PREMIÈRE PARTIE: SUR LA DEMANDE D’ANNULATION DE LA DÉCISION DE PLACEMENT EN RÉTENTION
L’avocat soulève les moyens suivants : ressortissant syrien arreté pour avoir lancé des pierres sur les policiers, à sa sortie de detention il est arreté.Il a été demandeur d’asile, pas de renouvellement de la demande d’asile.La Prefecture n’a pas demandé de laissez passer aux autorités syriennes.
Erreur de fait: pas de mention qu’il est demandeur d’asile dans les procès verbaux.

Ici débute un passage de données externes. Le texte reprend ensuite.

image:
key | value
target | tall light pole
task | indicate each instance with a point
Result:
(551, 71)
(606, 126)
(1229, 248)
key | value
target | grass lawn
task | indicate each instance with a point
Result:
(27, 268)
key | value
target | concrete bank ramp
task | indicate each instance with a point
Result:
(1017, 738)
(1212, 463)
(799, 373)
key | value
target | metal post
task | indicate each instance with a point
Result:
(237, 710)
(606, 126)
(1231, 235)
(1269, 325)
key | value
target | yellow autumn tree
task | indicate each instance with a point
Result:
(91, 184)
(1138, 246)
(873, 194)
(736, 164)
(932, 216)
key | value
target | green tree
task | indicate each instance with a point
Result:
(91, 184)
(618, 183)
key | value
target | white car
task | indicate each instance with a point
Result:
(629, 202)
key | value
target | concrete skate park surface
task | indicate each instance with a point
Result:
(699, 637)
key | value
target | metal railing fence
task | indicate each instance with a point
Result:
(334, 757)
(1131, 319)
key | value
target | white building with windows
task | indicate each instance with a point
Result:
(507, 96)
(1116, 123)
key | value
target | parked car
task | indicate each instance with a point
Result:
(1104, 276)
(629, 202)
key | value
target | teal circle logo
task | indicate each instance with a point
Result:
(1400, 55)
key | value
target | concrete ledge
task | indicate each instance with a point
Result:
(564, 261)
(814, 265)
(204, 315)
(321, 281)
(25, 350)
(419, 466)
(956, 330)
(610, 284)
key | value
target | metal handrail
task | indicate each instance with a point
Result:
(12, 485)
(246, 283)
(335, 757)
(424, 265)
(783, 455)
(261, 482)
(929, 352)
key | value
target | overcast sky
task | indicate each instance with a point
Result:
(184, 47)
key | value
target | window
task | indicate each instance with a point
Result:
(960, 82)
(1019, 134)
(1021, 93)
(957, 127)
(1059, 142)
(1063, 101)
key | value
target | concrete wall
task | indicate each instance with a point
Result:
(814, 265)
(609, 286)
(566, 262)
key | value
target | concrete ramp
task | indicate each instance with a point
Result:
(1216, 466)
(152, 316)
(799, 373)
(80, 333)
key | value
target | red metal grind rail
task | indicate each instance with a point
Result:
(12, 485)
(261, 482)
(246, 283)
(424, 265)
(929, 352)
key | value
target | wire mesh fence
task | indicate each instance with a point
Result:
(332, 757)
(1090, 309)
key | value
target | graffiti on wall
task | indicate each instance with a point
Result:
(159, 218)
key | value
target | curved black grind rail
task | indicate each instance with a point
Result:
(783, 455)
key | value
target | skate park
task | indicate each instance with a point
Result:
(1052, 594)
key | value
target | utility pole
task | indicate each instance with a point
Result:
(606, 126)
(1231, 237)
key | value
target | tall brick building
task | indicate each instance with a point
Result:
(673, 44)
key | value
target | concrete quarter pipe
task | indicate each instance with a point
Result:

Erreurs manifestes d’appreciation: -défaut d’examen serieux de la situation : pas vu la demande d’asile en Allemagne, situation en cours d’examen, saisine des autorités syriennes et non des autorités Allemandes. -garanties de représentation: il est sous procédure reguliere en Allemagne.Pas de decision de l’Allemagne d’avoir refusé sa demande d’asile.Il ne veut pas rester en France.Il indique vouloir rentrer seul en Allemagne.Pas de risque de fuite.
— choix de la procédure: procédure DUBLIN qui n’a pas été envisagée alors qu’il n’y a pas de perspectives d’éloignement.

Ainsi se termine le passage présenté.